Stravagante, colto, poetico, sensibile, uomo del suo tempo. Un'infanzia passata nell'amore della sua famiglia, che non lo giudicava.

Padre carabiniere, madre maestra, figli dell'ottocento, di cultura laica. L'esempio di come si possa crescere attraverso la scoperta dei libri, da autodidatta.

La zia che lo portava al cinema e al teatro, la lettura dei grandi romanzi e quella degli ''allegri costumi romani'', ma anche gli autori francesi. Perché la letteratura, come diceva, aiutava la profondità delle cose.

La realtà non bastava mai e non basta. Da certi testi "porcelloni" (come li definiva, divertito) che lo incuriosivano durante l'infanzia trasse la lezione che dal male può nascere anche un bene, mentre i difetti possono diventare delle virtù. Se lo chiamavano "maestro" si scherniva. ''Io sono dottore'', diceva, rivendicando la sua laurea in letteratura francese.
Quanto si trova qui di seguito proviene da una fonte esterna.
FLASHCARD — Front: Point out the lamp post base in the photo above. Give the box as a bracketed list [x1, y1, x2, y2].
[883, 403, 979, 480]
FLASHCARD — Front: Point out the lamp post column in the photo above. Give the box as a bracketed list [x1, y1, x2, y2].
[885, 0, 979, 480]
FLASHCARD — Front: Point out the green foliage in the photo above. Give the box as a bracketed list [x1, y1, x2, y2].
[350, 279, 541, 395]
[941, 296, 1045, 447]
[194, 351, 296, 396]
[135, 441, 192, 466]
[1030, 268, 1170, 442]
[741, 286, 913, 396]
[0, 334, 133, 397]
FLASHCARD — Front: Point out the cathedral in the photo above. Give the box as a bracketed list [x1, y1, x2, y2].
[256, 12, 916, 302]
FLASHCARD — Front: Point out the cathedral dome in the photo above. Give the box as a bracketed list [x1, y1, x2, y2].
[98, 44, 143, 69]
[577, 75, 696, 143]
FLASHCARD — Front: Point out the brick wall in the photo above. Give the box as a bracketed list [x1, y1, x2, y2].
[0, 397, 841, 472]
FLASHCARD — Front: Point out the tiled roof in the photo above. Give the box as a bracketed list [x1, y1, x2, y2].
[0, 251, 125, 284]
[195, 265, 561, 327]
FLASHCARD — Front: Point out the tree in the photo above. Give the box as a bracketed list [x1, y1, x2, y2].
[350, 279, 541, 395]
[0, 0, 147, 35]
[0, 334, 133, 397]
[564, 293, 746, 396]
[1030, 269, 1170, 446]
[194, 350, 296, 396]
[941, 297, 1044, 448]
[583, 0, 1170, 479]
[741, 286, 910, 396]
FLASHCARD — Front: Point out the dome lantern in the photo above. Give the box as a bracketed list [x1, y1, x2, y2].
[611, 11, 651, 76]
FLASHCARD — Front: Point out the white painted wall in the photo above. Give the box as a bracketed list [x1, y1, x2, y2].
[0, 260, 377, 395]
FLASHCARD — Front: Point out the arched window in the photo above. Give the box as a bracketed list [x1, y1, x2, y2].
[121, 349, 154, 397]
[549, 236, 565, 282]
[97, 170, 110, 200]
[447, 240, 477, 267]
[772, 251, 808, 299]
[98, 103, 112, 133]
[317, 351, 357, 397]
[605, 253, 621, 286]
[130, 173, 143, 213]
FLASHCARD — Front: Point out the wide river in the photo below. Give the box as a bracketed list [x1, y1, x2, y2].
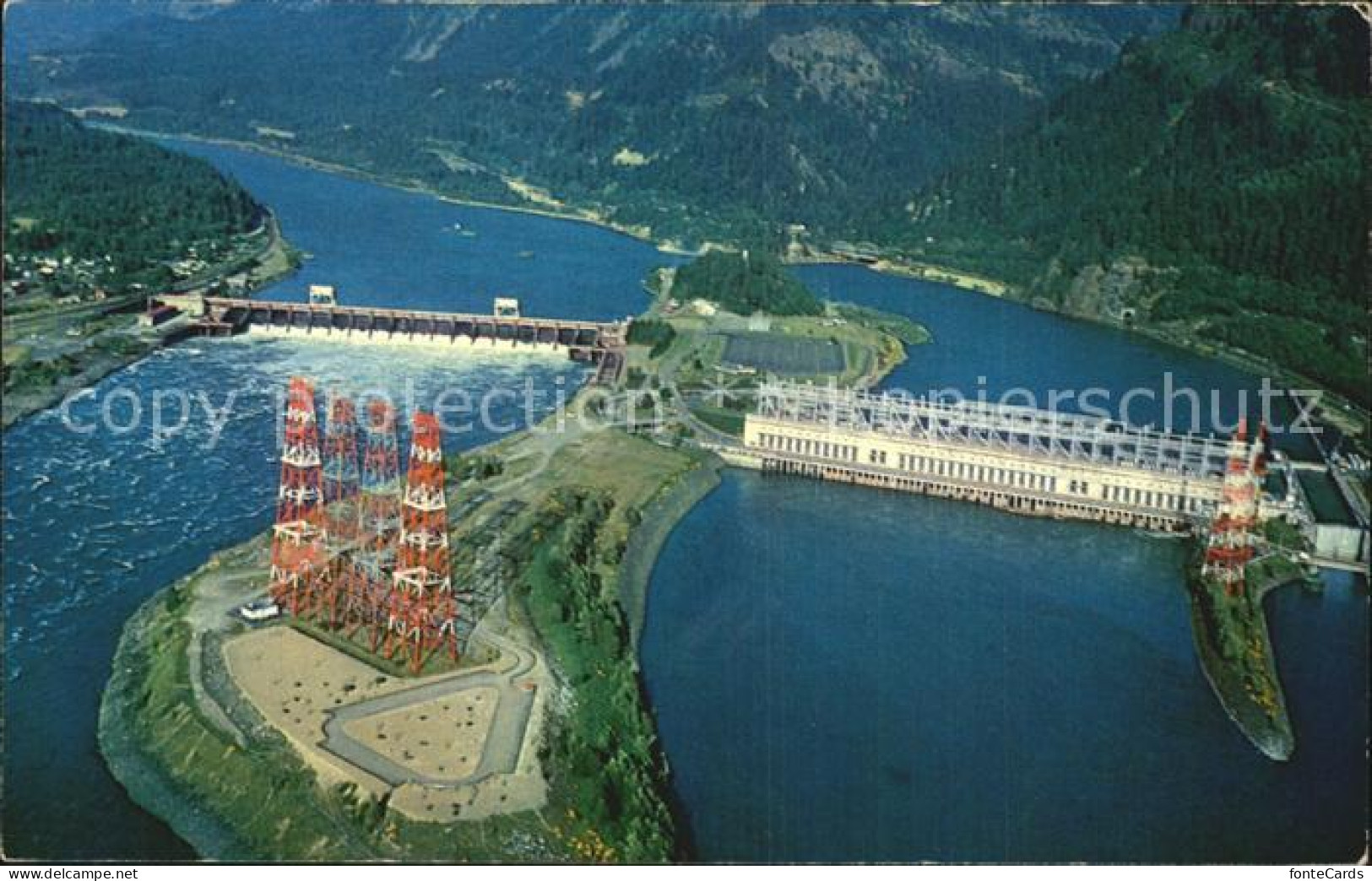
[3, 137, 1368, 862]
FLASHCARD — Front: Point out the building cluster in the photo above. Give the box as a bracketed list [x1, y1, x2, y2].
[270, 377, 458, 673]
[0, 251, 116, 305]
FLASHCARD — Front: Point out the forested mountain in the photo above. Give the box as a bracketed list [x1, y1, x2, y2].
[4, 100, 262, 274]
[6, 3, 1179, 241]
[882, 7, 1372, 403]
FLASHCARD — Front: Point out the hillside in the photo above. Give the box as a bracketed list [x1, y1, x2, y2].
[4, 101, 262, 282]
[884, 7, 1372, 405]
[6, 3, 1177, 241]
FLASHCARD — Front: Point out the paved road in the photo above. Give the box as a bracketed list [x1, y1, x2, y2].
[321, 634, 535, 789]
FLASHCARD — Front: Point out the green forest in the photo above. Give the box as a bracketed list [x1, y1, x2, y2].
[882, 7, 1372, 405]
[4, 100, 263, 280]
[672, 251, 825, 316]
[7, 3, 1177, 243]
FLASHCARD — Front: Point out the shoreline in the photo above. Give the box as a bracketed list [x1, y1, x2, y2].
[94, 122, 670, 257]
[1185, 563, 1297, 762]
[97, 414, 723, 862]
[96, 554, 255, 861]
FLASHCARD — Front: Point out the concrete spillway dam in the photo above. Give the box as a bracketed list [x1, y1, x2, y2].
[744, 383, 1262, 530]
[200, 296, 626, 357]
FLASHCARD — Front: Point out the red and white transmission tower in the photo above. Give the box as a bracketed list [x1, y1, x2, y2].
[316, 392, 360, 627]
[339, 401, 401, 651]
[270, 376, 328, 615]
[387, 413, 457, 673]
[324, 394, 361, 548]
[1201, 420, 1268, 597]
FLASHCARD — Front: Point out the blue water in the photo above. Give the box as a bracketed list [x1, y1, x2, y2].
[643, 472, 1368, 862]
[163, 135, 679, 320]
[3, 137, 1367, 859]
[799, 266, 1315, 458]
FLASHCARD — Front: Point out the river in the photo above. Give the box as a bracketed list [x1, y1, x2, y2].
[3, 135, 1367, 862]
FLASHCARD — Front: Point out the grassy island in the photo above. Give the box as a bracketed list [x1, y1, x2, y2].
[1187, 535, 1308, 762]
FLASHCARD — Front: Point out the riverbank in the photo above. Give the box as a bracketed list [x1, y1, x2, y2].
[99, 406, 719, 862]
[1187, 549, 1302, 762]
[0, 211, 301, 428]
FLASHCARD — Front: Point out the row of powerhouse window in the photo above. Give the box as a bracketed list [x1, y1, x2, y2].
[759, 434, 1201, 511]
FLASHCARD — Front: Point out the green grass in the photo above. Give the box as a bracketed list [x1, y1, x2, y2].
[100, 431, 701, 862]
[722, 327, 847, 376]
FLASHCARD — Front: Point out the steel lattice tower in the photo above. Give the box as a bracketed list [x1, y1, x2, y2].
[1202, 420, 1268, 597]
[324, 394, 361, 548]
[270, 376, 328, 615]
[387, 413, 457, 673]
[340, 401, 401, 651]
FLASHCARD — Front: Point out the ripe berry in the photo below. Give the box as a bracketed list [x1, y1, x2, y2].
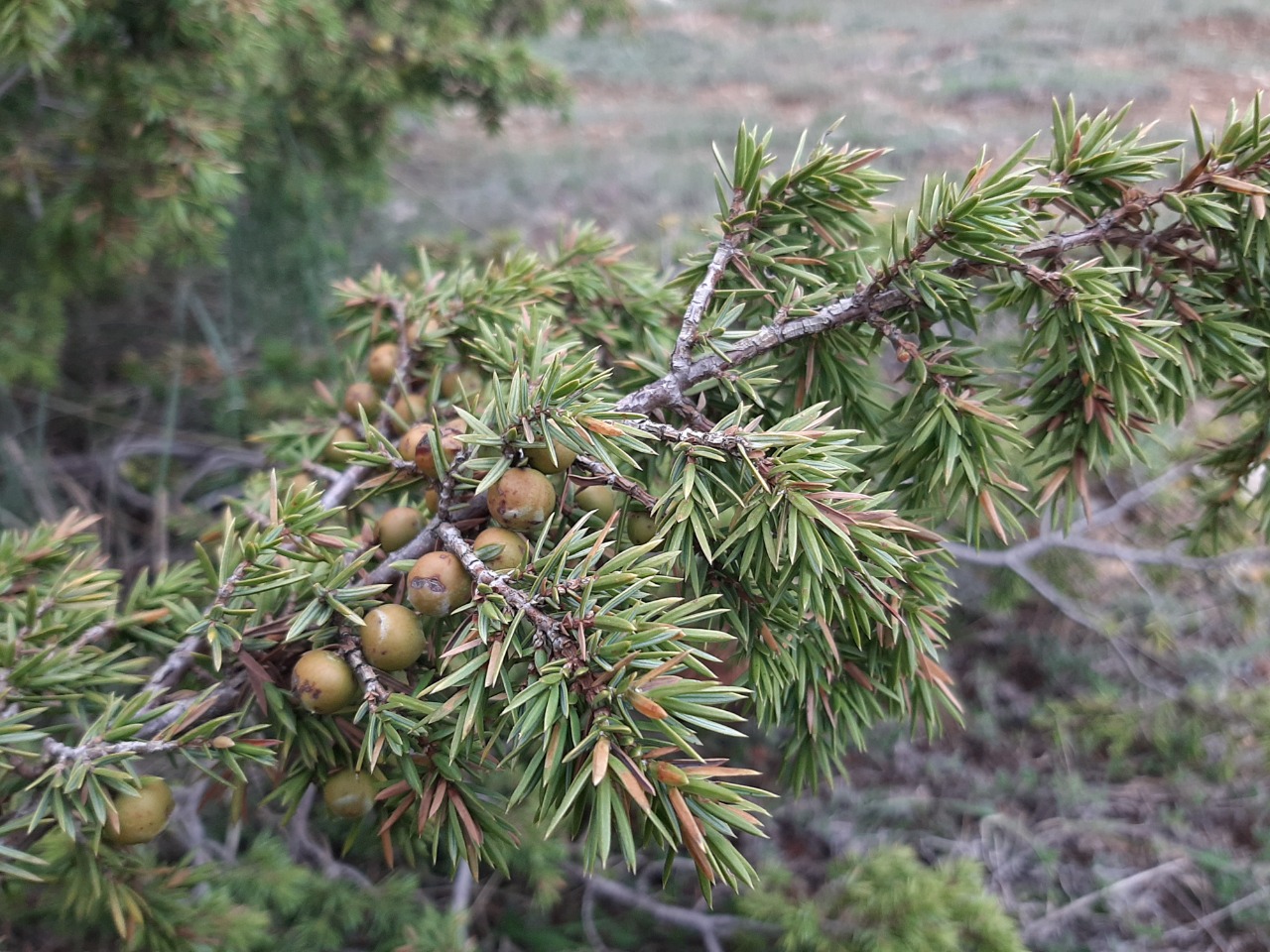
[291, 650, 357, 713]
[405, 552, 472, 618]
[572, 486, 617, 522]
[489, 470, 555, 532]
[101, 776, 176, 847]
[344, 382, 380, 420]
[525, 440, 577, 476]
[375, 505, 423, 552]
[366, 344, 401, 387]
[321, 771, 375, 820]
[472, 526, 530, 572]
[361, 604, 428, 671]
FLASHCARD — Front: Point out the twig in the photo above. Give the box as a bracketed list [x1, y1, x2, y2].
[580, 879, 608, 952]
[437, 522, 576, 654]
[366, 496, 489, 585]
[141, 561, 251, 693]
[137, 671, 246, 738]
[572, 456, 657, 512]
[449, 863, 476, 946]
[286, 783, 375, 890]
[339, 629, 390, 711]
[634, 420, 754, 456]
[616, 162, 1267, 416]
[45, 738, 182, 768]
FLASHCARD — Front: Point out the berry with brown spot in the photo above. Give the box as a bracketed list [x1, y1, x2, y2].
[405, 552, 472, 618]
[489, 470, 555, 532]
[291, 649, 357, 713]
[398, 422, 432, 462]
[414, 424, 463, 479]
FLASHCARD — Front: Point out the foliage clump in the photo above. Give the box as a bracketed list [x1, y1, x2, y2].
[0, 87, 1270, 940]
[738, 845, 1025, 952]
[0, 0, 625, 384]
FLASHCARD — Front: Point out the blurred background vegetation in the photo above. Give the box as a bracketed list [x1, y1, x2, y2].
[0, 0, 1270, 952]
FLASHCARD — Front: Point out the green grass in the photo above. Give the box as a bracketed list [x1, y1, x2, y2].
[383, 0, 1270, 263]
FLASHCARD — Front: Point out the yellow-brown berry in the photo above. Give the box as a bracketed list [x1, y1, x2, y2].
[405, 552, 472, 618]
[414, 425, 463, 479]
[366, 344, 401, 387]
[291, 650, 357, 713]
[488, 470, 555, 532]
[398, 422, 432, 462]
[101, 776, 176, 847]
[375, 505, 423, 552]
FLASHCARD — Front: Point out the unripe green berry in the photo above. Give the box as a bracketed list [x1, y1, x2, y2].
[321, 426, 361, 463]
[361, 604, 428, 671]
[472, 526, 530, 572]
[101, 776, 176, 847]
[375, 505, 423, 552]
[321, 771, 376, 820]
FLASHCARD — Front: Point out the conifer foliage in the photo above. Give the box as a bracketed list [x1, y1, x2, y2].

Ariosto, Tasso, Leopardi. Ma anche Palazzeschi, l'amato 'Pinocchio' di Collodi che considerava superiore, e a ragione, ai 'I Promessi sposi'' di Manzoni. Poi le fiabe. Si era formato qui, Paolo Poli, dentro questo humus prolifico di un'Italia oggi sempre meno studiata e conosciuta.

Nel 1967 lo spettacolo ‘Rita da Cascia’ e i problemi con la censura; l’amicizia con Moravia, gli incontri con le ‘sue’ dive, Franca Valeri, Alida Valli, e ancora Paola Borboni, Anna Magnani, Laura Betti, e poeti e letterati, cineasti, attori.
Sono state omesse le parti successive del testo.